The MIG magnetic head 100 has the following configuration. That is, the MIG magnetic head 100
First, as shown in FIG. 1, two magnetic core halves 111, 1
12. These magnetic core halves 111, 112
Is formed of, for example, a ferromagnetic oxide such as Mn-Zn ferrite. Also, the magnetic core halves 111, 11
A sliding surface 120 on which the above-described magnetic tape slides is formed on the upper surface in FIG. FIG. 2 shows a plan view of the sliding surface 120. As shown in FIG. 2, the magnetic core halves 111, 112
Are each formed in a chevron, on both sides of the top,
Each of the two inclined surfaces is formed. That is, the magnetic core half 111 has a first inclined surface 111b and a second inclined surface 111c as shown in FIG. 2, and the magnetic core half 112 has a first inclined surface 112b and a second inclined surface 111b. Are formed, respectively.

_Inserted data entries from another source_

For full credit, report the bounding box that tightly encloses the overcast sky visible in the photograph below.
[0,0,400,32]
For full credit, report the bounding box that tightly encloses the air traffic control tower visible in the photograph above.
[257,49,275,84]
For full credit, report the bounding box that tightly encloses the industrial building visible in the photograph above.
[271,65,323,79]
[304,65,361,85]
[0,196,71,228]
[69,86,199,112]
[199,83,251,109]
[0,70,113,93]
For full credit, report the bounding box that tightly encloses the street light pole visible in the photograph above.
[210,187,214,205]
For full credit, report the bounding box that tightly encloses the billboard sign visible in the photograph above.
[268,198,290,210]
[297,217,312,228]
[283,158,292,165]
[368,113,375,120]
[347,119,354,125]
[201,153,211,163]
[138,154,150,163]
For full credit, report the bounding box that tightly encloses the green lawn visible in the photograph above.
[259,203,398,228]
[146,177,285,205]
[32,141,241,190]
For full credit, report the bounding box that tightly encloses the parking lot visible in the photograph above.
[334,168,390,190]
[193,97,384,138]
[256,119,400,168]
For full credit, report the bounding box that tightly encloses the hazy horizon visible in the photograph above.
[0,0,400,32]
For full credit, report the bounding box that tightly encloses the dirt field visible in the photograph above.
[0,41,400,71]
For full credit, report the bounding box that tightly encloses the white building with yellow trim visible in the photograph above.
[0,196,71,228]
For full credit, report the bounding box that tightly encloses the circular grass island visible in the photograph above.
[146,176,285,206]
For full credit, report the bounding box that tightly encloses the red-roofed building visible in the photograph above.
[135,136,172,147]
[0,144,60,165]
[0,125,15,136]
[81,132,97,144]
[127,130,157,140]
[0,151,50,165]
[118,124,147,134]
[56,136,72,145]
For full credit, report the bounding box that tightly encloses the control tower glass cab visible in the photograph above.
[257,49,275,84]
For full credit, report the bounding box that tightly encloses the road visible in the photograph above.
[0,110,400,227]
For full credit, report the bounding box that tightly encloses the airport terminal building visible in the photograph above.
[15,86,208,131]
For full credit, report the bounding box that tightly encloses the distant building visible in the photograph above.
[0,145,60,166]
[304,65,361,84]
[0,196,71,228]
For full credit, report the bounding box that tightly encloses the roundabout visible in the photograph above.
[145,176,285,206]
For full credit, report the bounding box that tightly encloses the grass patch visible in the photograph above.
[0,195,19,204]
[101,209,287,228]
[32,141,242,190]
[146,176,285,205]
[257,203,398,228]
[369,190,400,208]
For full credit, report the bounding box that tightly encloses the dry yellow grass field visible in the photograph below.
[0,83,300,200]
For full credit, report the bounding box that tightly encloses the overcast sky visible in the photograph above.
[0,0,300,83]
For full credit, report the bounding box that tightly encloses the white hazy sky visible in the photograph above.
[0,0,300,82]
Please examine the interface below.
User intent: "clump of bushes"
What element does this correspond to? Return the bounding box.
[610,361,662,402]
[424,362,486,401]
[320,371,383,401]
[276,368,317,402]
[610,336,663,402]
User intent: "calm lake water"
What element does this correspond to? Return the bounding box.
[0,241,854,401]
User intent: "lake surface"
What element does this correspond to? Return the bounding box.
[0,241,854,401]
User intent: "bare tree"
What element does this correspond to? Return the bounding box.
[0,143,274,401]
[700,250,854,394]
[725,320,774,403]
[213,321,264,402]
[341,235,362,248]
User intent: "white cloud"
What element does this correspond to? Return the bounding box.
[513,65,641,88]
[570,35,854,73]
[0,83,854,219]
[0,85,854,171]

The first of these magnetic core halves 111 and 112
As shown in FIG. 2, a first high-permeability ferromagnetic metal film 131 serving as a first magnetic film and a second high-permeability ferromagnetic metal serving as a second magnetic film are formed on the inclined surfaces 111b and 112b. Membrane 132
Are formed with a constant thickness. The first high permeability ferromagnetic metal film 131 and the second high permeability ferromagnetic metal film 13
2 is made of, for example, sendust, which is a high magnetic permeability alloy, but other materials such as FeTa-based, FeCo-based amorphous, and FeSiGa-based can also be used. Further, the first high magnetic permeability ferromagnetic metal film 131 and the second high magnetic permeability ferromagnetic metal film 132 are formed of the magnetic core half 111,
The first inclined surfaces 111b, 112b of 112 are laminated and formed via an insulating film using a vacuum thin film forming technique such as sputtering.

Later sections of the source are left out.